In Uruguay’s 2021-2025 National Drug Strategy, the issue of drugs is deemed as a complex and dynamic phenomenon that involves various areas and parameters regarding the nature, causes, development and approach associated with it. It requires the design of customized answers to sufficiently cover the needs of society as a whole.
A risk and harm reduction model is a response for a comprehensive, balanced and multidisciplinary approach focused on individuals, communities and their bonding, to cover the subject’s various dimensions. It allows the design of strategies for anticipating, preventing and reducing risks through short, mid, and long-term goals, enabling a diversity of interventions. The scope ranges from regulated markets to personal health care, and consideration of how individuals bond to drugs. In this regard, the risk and harm reduction model includes the possibility of establishing abstinence as a therapeutic objective.
The accomplishment of this approach implies cooperation between supplemental sectors at the local, provincial and national levels, and in the international context, for combining the various dimensions of the phenomenon and to cover the sanitary, social, legal, economic, cultural, and environmental spheres.
Access to universal health care is sought with a comprehensive and multi-mode vision, based on the acknowledgement of various needs derived from therapeutic and non-problematic use of drugs; as well as problem drug use.
In this regard, the concept of coexistence aspired is based on the acceptance of diversity and the overcoming of social stigmas, which require a number of coordinated and cross-cutting answers focused on the needs of vulnerable populations.
The drug governance policy model sought requires a balance of State interests and contributions, with those of civil society and the public sector, and a policy articulated and interwoven through society’s economic, social and cultural development processes.

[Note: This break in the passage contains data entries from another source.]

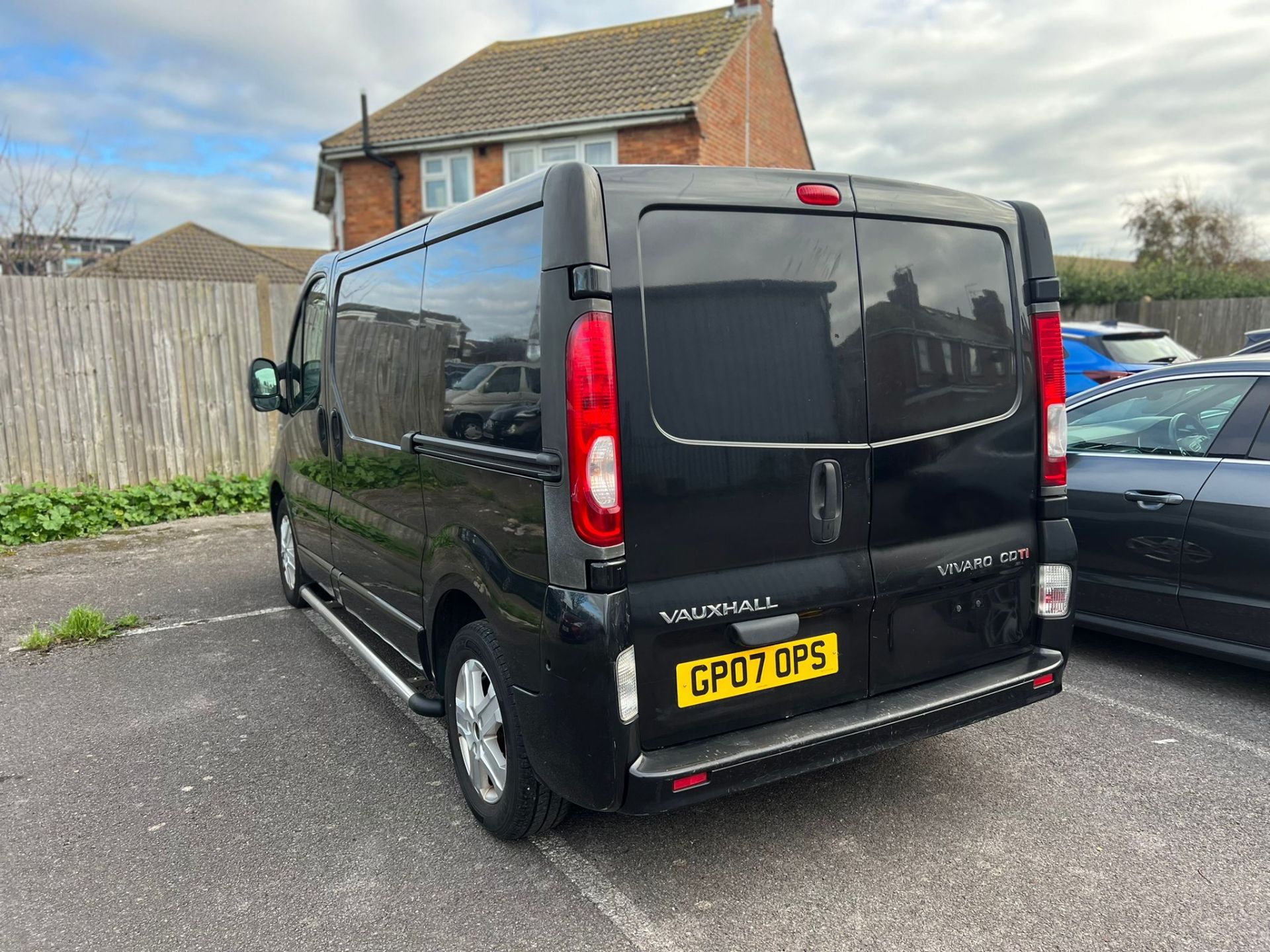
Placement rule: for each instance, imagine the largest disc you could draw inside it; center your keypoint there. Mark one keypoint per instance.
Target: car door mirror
(263, 385)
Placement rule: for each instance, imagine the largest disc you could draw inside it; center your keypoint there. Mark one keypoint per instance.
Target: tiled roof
(192, 253)
(302, 258)
(616, 70)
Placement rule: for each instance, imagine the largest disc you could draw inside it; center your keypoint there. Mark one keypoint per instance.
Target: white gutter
(542, 130)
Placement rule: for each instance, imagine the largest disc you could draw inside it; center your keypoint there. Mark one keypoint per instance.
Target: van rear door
(954, 430)
(743, 447)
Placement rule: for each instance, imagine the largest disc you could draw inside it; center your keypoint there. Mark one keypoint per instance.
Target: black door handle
(337, 436)
(825, 506)
(1154, 499)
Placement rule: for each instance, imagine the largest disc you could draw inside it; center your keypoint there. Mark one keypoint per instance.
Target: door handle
(337, 436)
(825, 504)
(1154, 499)
(321, 429)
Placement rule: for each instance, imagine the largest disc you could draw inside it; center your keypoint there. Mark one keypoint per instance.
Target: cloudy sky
(212, 112)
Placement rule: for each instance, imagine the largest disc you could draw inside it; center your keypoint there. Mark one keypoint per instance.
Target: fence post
(263, 306)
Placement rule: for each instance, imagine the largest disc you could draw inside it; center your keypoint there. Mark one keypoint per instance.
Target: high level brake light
(1053, 395)
(595, 461)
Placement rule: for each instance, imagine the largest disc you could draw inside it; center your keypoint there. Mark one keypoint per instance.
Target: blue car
(1099, 353)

The actions developed are based on a concept of territory deemed as the vital space for the social coexistence processes of individuals that give way to, and explain, everyday life and generate opportunities for contributing to local collective development. Therefore, the roles played by local stakeholders –such as provincial and municipal authorities, civil society’s organizations and local enterprises, among others– become necessary through planning and participating mechanisms for the implementation required.
Among its components, the National Drug Strategy also includes the generation of answers for contingent situations such as sanitary and/or social emergencies.